Global Economic Cooperation or Bust

According to estimates by the United Nations, the global economy expanded by 3.8% last year, continuing the strong performance recorded since 2003. Led by China and India, developing countries were prominent among the best performing economies, expanding by 6.5% on average in 2006. But can this apparently benign pattern of global growth be sustained, particularly since growth has been accompanied by ever-widening global financial imbalances?

Average annual growth in the least developed countries, many in Africa, reached almost 7% last year. The world’s largest economy, the United States, expanded by 3.2 %, and growth also recovered in previously sluggish Japan and Europe. These trends are remarkable in light of the shocks from the surge in oil prices, the wars in Afghanistan and Iraq, international terrorism, and the breakdown of multilateral trade negotiations.
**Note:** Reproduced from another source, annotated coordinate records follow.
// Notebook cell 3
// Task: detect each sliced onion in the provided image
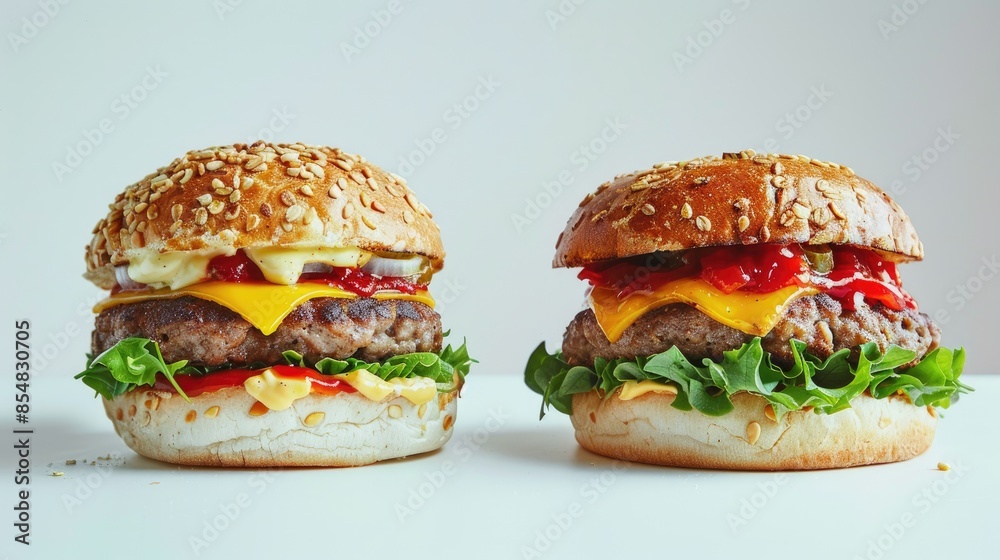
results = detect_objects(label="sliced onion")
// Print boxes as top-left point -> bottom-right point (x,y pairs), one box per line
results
302,263 -> 333,274
115,264 -> 147,290
362,255 -> 427,278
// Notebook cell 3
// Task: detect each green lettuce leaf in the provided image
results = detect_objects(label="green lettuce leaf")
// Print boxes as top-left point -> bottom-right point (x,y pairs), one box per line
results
524,337 -> 973,418
74,333 -> 477,400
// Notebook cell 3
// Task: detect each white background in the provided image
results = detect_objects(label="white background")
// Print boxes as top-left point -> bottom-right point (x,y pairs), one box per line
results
0,0 -> 1000,558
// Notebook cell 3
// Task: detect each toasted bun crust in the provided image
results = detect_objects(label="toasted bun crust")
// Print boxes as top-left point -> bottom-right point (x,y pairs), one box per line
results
572,391 -> 937,471
86,141 -> 444,288
553,150 -> 924,267
102,387 -> 457,468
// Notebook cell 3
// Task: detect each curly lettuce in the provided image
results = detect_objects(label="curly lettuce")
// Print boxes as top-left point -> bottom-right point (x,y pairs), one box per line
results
524,337 -> 973,419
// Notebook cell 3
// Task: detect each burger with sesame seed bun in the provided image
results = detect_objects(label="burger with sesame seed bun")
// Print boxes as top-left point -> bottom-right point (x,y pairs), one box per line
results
76,142 -> 474,467
525,150 -> 971,470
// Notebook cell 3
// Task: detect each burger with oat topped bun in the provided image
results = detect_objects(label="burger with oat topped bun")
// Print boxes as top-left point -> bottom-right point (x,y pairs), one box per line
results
76,142 -> 473,467
525,150 -> 969,470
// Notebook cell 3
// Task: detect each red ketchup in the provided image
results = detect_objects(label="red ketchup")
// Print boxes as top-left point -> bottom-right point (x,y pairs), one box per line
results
579,244 -> 917,311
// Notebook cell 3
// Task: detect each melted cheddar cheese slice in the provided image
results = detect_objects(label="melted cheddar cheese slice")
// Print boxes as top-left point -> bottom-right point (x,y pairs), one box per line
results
589,278 -> 818,342
94,282 -> 434,335
243,368 -> 437,410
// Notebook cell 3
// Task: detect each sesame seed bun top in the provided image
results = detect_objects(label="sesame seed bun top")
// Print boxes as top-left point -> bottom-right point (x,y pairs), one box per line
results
553,150 -> 924,267
86,141 -> 444,287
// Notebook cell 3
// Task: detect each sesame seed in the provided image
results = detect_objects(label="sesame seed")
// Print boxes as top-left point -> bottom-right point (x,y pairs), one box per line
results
830,202 -> 847,220
764,404 -> 778,422
747,422 -> 760,445
405,191 -> 420,212
681,202 -> 694,220
385,182 -> 403,197
306,163 -> 326,179
285,204 -> 306,222
694,216 -> 712,231
810,206 -> 833,226
792,202 -> 809,220
736,216 -> 750,231
779,210 -> 795,227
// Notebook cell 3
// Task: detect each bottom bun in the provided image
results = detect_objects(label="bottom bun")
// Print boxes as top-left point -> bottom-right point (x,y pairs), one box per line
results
572,391 -> 937,471
104,387 -> 457,467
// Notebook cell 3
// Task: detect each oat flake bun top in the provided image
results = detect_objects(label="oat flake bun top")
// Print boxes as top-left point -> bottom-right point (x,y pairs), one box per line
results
553,150 -> 924,267
86,141 -> 444,287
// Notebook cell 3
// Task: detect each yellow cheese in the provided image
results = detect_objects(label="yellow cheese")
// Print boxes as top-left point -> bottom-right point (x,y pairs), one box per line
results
94,282 -> 434,335
618,379 -> 677,401
590,278 -> 817,342
333,370 -> 437,405
243,368 -> 312,410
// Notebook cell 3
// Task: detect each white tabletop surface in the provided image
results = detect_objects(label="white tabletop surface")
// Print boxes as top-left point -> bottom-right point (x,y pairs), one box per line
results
11,374 -> 1000,559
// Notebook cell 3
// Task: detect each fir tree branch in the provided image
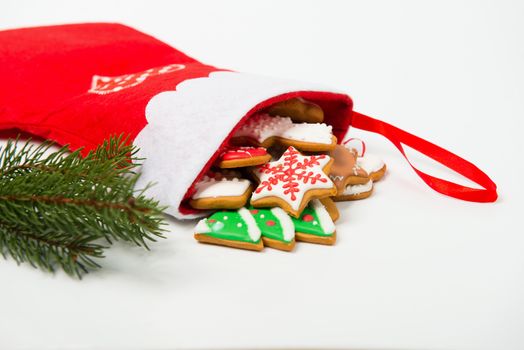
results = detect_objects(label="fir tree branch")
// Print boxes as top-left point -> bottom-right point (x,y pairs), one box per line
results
0,136 -> 165,276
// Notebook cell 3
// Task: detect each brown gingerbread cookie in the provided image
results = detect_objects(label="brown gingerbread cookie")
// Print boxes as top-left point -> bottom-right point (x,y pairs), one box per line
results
251,147 -> 337,218
231,113 -> 337,152
217,146 -> 271,169
268,97 -> 324,123
329,145 -> 369,195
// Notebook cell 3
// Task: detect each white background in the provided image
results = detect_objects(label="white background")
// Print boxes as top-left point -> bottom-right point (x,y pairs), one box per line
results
0,0 -> 524,349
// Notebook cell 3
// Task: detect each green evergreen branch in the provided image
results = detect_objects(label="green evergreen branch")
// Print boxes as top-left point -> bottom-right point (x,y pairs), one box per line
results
0,136 -> 165,277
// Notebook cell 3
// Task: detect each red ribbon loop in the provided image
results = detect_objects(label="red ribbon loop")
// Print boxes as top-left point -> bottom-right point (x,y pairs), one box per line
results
351,112 -> 498,202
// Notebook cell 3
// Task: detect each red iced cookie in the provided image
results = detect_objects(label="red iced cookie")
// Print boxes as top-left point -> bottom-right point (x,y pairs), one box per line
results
217,147 -> 271,168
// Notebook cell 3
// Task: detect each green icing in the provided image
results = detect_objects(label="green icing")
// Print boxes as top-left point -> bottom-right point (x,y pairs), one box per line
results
197,211 -> 260,243
247,206 -> 287,242
291,205 -> 331,236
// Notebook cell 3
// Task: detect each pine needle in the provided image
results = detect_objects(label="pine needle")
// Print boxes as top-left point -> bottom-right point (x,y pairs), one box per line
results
0,136 -> 165,278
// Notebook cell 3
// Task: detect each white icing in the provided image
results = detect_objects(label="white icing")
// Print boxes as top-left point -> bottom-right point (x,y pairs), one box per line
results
342,180 -> 373,196
195,219 -> 211,233
235,114 -> 293,143
311,199 -> 335,235
130,72 -> 347,219
238,208 -> 262,242
191,176 -> 251,199
279,123 -> 333,145
270,208 -> 295,242
251,147 -> 334,210
357,154 -> 384,174
235,114 -> 333,144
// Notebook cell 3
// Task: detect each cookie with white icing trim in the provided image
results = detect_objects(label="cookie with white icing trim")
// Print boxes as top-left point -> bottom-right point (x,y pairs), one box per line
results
249,207 -> 295,251
231,113 -> 337,152
332,179 -> 374,202
189,174 -> 253,210
217,147 -> 271,169
329,145 -> 369,195
268,97 -> 324,123
194,208 -> 264,251
250,146 -> 337,218
291,199 -> 337,245
357,153 -> 387,182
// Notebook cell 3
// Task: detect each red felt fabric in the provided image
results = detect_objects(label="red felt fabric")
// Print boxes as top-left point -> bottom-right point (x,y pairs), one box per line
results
0,23 -> 497,213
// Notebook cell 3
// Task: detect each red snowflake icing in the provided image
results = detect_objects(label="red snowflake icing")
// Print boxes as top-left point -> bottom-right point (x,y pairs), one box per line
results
255,147 -> 331,201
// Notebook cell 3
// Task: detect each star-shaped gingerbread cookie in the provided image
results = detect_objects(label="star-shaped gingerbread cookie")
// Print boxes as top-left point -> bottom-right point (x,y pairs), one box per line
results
251,146 -> 337,218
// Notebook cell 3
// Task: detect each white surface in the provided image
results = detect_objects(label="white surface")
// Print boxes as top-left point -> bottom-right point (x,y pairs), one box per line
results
137,72 -> 331,219
0,0 -> 524,349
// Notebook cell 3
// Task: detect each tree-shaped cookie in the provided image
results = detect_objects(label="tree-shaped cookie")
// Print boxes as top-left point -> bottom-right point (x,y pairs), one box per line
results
291,199 -> 337,245
195,208 -> 264,250
251,147 -> 337,217
249,207 -> 295,251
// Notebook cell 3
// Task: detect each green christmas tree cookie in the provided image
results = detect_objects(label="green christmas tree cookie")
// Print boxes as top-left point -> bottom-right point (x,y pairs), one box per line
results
195,208 -> 264,250
249,207 -> 295,251
291,199 -> 336,245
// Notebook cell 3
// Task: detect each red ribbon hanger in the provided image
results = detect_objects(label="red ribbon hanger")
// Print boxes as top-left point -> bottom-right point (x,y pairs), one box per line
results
351,112 -> 498,202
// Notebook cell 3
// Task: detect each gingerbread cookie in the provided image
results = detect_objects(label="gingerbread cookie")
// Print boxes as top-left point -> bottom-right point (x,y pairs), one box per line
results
329,145 -> 369,195
249,207 -> 295,251
189,174 -> 253,209
333,179 -> 374,202
268,97 -> 324,123
195,208 -> 264,251
217,147 -> 271,168
319,197 -> 340,222
231,113 -> 337,152
291,199 -> 337,245
357,154 -> 386,182
251,146 -> 337,217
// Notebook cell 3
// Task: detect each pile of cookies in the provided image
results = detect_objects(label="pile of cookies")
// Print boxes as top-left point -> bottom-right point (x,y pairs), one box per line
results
189,98 -> 386,251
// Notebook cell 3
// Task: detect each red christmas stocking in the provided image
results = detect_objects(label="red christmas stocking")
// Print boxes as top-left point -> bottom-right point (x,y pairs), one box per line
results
0,23 -> 497,218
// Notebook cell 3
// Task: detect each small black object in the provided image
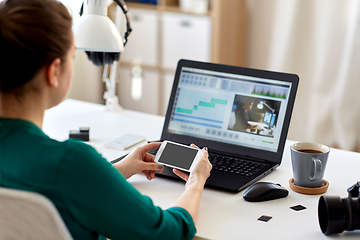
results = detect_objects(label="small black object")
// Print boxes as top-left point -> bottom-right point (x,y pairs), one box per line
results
69,127 -> 90,141
290,205 -> 306,211
318,182 -> 360,235
243,182 -> 289,202
258,215 -> 272,222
Strong economic performance reflects strong domestic demand in the US, owing to low borrowing costs and rising asset prices. This lifted manufactured exports around the world and kept inflation down, which in turn boosted demand for energy and raw materials from the developing world, pushing up commodity prices and benefiting many poor countries. The savings generated in East Asia and the major oil exporters have increased global liquidity, helping to finance the US current account deficit, which has now reached unprecedented levels.

But the outlook for 2007 is for weakening global economic growth. The UN’s World Economic Situation and Prospects 2007 cautions that a weaker housing market will undermine US growth. Consequently, global economic expansion will slow, as no other major country is set to take over as the main engine of growth. With slowing world economic growth, US financing needs could cause a drop in investors’ confidence in the future of US-based assets, precipitating a sharp dollar depreciation.